The United States Federal Reserve has taken drastic measures to curb inflation by increasing interest rates. Indications suggest that these measures will continue in the coming year.
Cathie Wood of Ark Invest is warning that this could have severe implications, as she likened the current scenario to the events preceding the Great Depression in a series of tweets from November.
“The Fed raised rates in 1929 to squelch financial speculation and then, in 1930, Congress passed Smoot-Hawley, putting 50%+ tariffs on more than 20,000 goods and pushing the global economy into the Great Depression,” Wood said. “If the Fed does not pivot, the set-up will be more like 1929.”
Wood continued by warning that the central bank is “ignoring deflationary signals” while simultaneously warning that the Chips Act “could harm trade perhaps more than we understand.
Despite her warning, experts believe the FED will continue raising rates.
JPMorgan Chase CEO Jamie Dimon believes the Federal Reserve will raise interest rates to a higher level than what has been predicted by many officials and strategists from Wall Street, as the central bank continues its efforts to combat ongoing inflation.
The top executive of JPMorgan, the leading consumer bank in the United States based on assets, stated during an interview with Fox Business Network on Tuesday that the terminal rate set by the Federal Reserve may reach 6%, which is significantly higher than the 5% many experts have predicted.
“Whether 5% interest rates are enough to slow inflation to where it needs to be, I don’t know,” Dimon said when referring to fiscal stimulus that was “so large and still largely unspent.”
“Is it 5%? My view is, it may very well be 6%,” he said.
On Tuesday, while speaking to Fox Business, Dimon called on the Fed to move rates to 5% and then wait before raising rates more to see how the economy reacts.
“We were a little slow getting going. It caught up. I don’t think there’s any harm done by waiting three to six months to see what the full effect this is around the world,” he said. “I’m on the side where it may not be enough.”
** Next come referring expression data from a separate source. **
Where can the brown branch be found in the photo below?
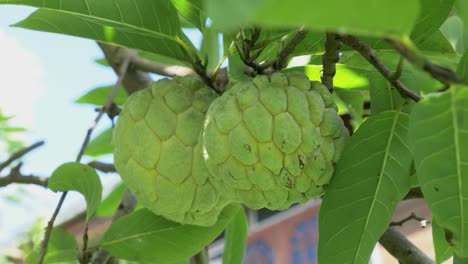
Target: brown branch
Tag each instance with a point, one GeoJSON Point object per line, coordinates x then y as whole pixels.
{"type": "Point", "coordinates": [121, 75]}
{"type": "Point", "coordinates": [101, 166]}
{"type": "Point", "coordinates": [442, 74]}
{"type": "Point", "coordinates": [17, 155]}
{"type": "Point", "coordinates": [329, 59]}
{"type": "Point", "coordinates": [412, 216]}
{"type": "Point", "coordinates": [15, 176]}
{"type": "Point", "coordinates": [402, 249]}
{"type": "Point", "coordinates": [372, 58]}
{"type": "Point", "coordinates": [414, 193]}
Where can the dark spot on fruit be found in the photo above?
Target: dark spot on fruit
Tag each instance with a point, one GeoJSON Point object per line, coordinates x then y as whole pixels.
{"type": "Point", "coordinates": [247, 147]}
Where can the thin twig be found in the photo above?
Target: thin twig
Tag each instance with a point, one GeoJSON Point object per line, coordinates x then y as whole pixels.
{"type": "Point", "coordinates": [402, 249]}
{"type": "Point", "coordinates": [15, 176]}
{"type": "Point", "coordinates": [440, 73]}
{"type": "Point", "coordinates": [412, 216]}
{"type": "Point", "coordinates": [101, 166]}
{"type": "Point", "coordinates": [282, 60]}
{"type": "Point", "coordinates": [329, 60]}
{"type": "Point", "coordinates": [110, 99]}
{"type": "Point", "coordinates": [17, 155]}
{"type": "Point", "coordinates": [372, 58]}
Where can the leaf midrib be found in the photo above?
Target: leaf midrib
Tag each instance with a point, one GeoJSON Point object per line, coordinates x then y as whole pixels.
{"type": "Point", "coordinates": [458, 161]}
{"type": "Point", "coordinates": [387, 152]}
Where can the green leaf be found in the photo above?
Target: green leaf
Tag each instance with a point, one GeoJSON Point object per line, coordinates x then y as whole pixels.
{"type": "Point", "coordinates": [345, 77]}
{"type": "Point", "coordinates": [384, 96]}
{"type": "Point", "coordinates": [441, 247]}
{"type": "Point", "coordinates": [235, 239]}
{"type": "Point", "coordinates": [109, 205]}
{"type": "Point", "coordinates": [145, 237]}
{"type": "Point", "coordinates": [463, 66]}
{"type": "Point", "coordinates": [370, 179]}
{"type": "Point", "coordinates": [432, 15]}
{"type": "Point", "coordinates": [62, 248]}
{"type": "Point", "coordinates": [210, 47]}
{"type": "Point", "coordinates": [458, 260]}
{"type": "Point", "coordinates": [192, 11]}
{"type": "Point", "coordinates": [98, 96]}
{"type": "Point", "coordinates": [147, 25]}
{"type": "Point", "coordinates": [363, 17]}
{"type": "Point", "coordinates": [439, 136]}
{"type": "Point", "coordinates": [78, 177]}
{"type": "Point", "coordinates": [101, 144]}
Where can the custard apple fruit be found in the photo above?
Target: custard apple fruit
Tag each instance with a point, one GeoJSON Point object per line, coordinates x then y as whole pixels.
{"type": "Point", "coordinates": [157, 152]}
{"type": "Point", "coordinates": [273, 141]}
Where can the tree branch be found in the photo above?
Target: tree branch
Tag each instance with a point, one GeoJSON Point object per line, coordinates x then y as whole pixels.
{"type": "Point", "coordinates": [17, 155]}
{"type": "Point", "coordinates": [329, 59]}
{"type": "Point", "coordinates": [402, 249]}
{"type": "Point", "coordinates": [442, 74]}
{"type": "Point", "coordinates": [412, 216]}
{"type": "Point", "coordinates": [372, 58]}
{"type": "Point", "coordinates": [121, 75]}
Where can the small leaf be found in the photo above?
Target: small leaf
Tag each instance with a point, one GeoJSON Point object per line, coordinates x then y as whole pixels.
{"type": "Point", "coordinates": [370, 180]}
{"type": "Point", "coordinates": [439, 136]}
{"type": "Point", "coordinates": [101, 144]}
{"type": "Point", "coordinates": [441, 247]}
{"type": "Point", "coordinates": [109, 205]}
{"type": "Point", "coordinates": [192, 11]}
{"type": "Point", "coordinates": [78, 177]}
{"type": "Point", "coordinates": [210, 47]}
{"type": "Point", "coordinates": [145, 237]}
{"type": "Point", "coordinates": [235, 239]}
{"type": "Point", "coordinates": [373, 19]}
{"type": "Point", "coordinates": [98, 96]}
{"type": "Point", "coordinates": [463, 66]}
{"type": "Point", "coordinates": [62, 248]}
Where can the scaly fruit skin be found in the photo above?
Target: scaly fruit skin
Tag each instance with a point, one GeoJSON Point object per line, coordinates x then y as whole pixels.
{"type": "Point", "coordinates": [157, 152]}
{"type": "Point", "coordinates": [272, 142]}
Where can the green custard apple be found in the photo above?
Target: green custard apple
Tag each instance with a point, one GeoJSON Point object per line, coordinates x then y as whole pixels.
{"type": "Point", "coordinates": [157, 152]}
{"type": "Point", "coordinates": [273, 141]}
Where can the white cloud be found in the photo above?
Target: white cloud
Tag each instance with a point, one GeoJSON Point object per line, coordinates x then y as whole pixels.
{"type": "Point", "coordinates": [21, 81]}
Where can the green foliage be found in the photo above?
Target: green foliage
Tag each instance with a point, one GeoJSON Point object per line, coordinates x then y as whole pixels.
{"type": "Point", "coordinates": [235, 239]}
{"type": "Point", "coordinates": [78, 177]}
{"type": "Point", "coordinates": [63, 248]}
{"type": "Point", "coordinates": [101, 144]}
{"type": "Point", "coordinates": [145, 237]}
{"type": "Point", "coordinates": [370, 180]}
{"type": "Point", "coordinates": [438, 138]}
{"type": "Point", "coordinates": [99, 95]}
{"type": "Point", "coordinates": [261, 143]}
{"type": "Point", "coordinates": [374, 20]}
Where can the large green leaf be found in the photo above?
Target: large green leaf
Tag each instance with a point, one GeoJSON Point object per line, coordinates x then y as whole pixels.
{"type": "Point", "coordinates": [62, 248]}
{"type": "Point", "coordinates": [357, 17]}
{"type": "Point", "coordinates": [192, 11]}
{"type": "Point", "coordinates": [147, 25]}
{"type": "Point", "coordinates": [441, 246]}
{"type": "Point", "coordinates": [101, 144]}
{"type": "Point", "coordinates": [431, 16]}
{"type": "Point", "coordinates": [78, 177]}
{"type": "Point", "coordinates": [145, 237]}
{"type": "Point", "coordinates": [439, 140]}
{"type": "Point", "coordinates": [370, 180]}
{"type": "Point", "coordinates": [110, 204]}
{"type": "Point", "coordinates": [235, 239]}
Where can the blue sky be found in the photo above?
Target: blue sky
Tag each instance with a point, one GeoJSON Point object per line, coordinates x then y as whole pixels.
{"type": "Point", "coordinates": [41, 75]}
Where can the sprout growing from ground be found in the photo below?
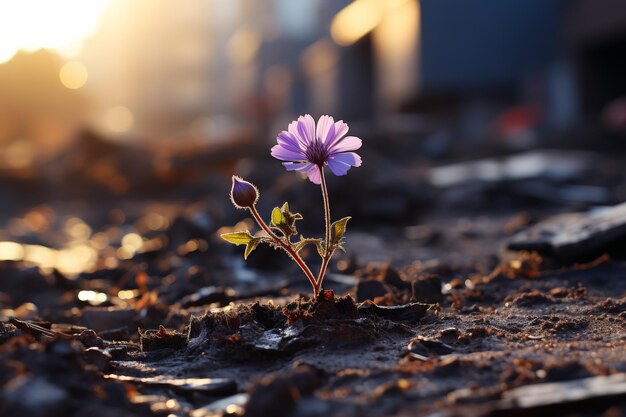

Dimon also noted that he doesn’t think wage inflation will peak “the way people think.”
After the December jobs report showed a decrease in wage growth, stocks experienced their initial significant increase of the year. Despite this, the report also indicated a significant discrepancy between the availability of jobs and the number of workers seeking employment.
“The lower-paid Americans are getting wages higher than the rate of inflation, and I don’t think in total that’s a bad thing — that’s a good thing,” Dimon said, adding his workers “haven’t had a pay raise for 20 years.”
“Inflation won’t quite go down the way people expected, though it will definitely be coming down a bit,” he said.